Ontario MPP
- In office 1882–1890
- Preceded by: Herman Henry Cook
- Succeeded by: Andrew Miscampbell
- Constituency: Simcoe East

Personal details
- Born: September 4, 1844 Simcoe, Canada West
- Died: January 12, 1905 (aged 60) Barrie, Ontario
- Party: Liberal
- Spouses: ; Mary Ann Elizabeth Varley ​ ​(m. 1877; died 1878)​ ; Isabella Brownlee ​(m. 1889)​
- Relations: Ernest Charles Drury, son
- Occupation: Farmer

= Charles Alfred Drury =

Canadian politician

Charles Alfred Drury (September 4, 1844 – January 12, 1905) was an Ontario farmer and political figure. He represented Simcoe East in the Legislative Assembly of Ontario as a Liberal member from 1882 to 1890.

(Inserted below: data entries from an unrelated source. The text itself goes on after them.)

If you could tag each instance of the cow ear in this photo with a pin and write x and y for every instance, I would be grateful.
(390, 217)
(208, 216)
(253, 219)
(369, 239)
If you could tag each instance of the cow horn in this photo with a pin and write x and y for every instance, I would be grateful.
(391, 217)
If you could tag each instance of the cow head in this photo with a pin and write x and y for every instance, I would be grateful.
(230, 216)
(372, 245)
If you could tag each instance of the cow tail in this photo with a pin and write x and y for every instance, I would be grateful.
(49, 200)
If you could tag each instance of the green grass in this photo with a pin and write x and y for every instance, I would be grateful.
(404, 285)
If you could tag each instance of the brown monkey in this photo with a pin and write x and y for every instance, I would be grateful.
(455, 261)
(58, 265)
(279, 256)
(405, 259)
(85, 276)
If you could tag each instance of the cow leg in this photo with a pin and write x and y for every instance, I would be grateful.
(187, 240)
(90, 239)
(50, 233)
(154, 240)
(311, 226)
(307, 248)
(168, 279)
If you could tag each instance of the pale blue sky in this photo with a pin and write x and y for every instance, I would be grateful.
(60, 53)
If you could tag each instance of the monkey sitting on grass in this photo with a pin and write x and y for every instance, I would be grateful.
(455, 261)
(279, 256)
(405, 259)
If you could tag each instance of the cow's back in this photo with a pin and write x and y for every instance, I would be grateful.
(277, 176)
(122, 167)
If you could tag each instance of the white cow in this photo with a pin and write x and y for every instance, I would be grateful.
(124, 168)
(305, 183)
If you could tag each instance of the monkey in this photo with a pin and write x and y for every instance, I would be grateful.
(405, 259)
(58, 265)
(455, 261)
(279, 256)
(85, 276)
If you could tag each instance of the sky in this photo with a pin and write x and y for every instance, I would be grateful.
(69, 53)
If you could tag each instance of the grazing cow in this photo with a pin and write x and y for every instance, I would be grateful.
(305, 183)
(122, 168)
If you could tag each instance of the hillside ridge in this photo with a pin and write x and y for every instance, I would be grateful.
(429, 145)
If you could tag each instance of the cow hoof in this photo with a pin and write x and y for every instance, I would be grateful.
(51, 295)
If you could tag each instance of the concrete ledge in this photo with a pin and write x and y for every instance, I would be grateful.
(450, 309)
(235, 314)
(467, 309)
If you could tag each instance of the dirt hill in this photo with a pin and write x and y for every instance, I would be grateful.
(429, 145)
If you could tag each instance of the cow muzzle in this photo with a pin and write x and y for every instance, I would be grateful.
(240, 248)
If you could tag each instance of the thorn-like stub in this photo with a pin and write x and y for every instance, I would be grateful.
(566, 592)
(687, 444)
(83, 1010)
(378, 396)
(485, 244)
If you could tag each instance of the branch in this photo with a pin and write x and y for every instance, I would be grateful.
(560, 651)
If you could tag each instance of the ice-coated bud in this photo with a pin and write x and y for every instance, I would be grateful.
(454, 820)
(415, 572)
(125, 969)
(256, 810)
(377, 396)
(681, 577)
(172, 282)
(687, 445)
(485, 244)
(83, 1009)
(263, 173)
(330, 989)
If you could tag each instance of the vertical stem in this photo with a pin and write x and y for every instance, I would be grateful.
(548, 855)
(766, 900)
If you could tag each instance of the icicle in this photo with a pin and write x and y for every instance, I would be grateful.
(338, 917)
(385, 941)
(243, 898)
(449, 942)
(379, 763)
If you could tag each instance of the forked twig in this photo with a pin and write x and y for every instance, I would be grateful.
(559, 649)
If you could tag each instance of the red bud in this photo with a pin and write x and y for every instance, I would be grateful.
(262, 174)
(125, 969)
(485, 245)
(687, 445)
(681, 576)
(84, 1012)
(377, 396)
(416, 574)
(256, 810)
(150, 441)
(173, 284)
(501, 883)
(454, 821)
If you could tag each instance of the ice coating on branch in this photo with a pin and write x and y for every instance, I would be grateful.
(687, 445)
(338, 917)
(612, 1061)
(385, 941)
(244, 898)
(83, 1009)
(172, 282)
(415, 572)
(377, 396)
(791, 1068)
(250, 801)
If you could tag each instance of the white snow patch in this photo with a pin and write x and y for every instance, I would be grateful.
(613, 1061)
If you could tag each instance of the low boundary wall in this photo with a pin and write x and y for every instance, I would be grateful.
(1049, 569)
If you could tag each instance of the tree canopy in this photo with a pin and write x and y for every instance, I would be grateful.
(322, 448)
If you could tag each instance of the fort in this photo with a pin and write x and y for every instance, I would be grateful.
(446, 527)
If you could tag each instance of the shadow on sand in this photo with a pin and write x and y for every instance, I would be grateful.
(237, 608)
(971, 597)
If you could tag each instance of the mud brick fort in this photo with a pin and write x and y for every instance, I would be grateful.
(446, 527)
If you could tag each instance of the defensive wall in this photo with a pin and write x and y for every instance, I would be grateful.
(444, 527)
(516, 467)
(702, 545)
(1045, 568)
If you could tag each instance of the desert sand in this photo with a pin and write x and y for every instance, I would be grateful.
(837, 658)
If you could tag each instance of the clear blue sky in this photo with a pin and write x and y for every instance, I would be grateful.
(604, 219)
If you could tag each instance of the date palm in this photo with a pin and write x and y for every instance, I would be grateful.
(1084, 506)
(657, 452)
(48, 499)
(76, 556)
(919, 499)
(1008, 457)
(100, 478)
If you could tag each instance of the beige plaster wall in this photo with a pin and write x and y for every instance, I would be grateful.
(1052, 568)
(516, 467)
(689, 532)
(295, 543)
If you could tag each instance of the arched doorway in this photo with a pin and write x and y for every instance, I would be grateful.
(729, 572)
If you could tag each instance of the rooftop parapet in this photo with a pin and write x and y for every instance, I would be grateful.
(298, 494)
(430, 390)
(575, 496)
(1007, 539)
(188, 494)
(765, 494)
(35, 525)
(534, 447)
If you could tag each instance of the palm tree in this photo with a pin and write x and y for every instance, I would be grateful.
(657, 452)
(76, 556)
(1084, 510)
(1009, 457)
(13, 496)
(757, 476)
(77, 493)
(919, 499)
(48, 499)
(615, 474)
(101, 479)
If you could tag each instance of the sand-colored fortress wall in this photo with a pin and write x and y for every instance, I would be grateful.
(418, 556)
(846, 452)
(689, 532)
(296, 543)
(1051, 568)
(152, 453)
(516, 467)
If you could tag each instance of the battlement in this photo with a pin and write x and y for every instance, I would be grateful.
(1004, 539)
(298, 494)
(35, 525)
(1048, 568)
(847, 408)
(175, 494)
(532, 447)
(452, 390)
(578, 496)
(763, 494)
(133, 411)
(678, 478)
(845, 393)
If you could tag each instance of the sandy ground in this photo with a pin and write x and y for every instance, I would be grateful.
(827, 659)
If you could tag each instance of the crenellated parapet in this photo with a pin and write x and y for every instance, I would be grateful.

He was born on a farm near Barrie in Canada West in 1844.

==Family background==
He married Mary Ann Elizabeth Varley in 1877. In 1889, he married Isabella Brownlee following the death of his first wife. His son, Ernest Charles Drury, went on to become Premier of Ontario.

==Political career==
Drury served as reeve for Oro Township from 1877 to 1889. He ran unsuccessfully in Simcoe North for a seat in the House of Commons in the 1882 federal election but was elected to the Ontario Legislature in a by-election later that year.

He was named sheriff for Simcoe County in 1894.

===Agricultural interests===

He was also a member of the council of the Agricultural and Arts Association of Ontario and served as its president in 1882. Drury served as Commissioner of Agriculture in the provincial cabinet from 1888 to 1890; and was effectively the province's first Minister of Agriculture. During his time in office, he helped promote the development of the Ontario Agricultural College and model farm at Guelph.

==Death==
He died in Barrie in 1905 after falling into a diabetic coma.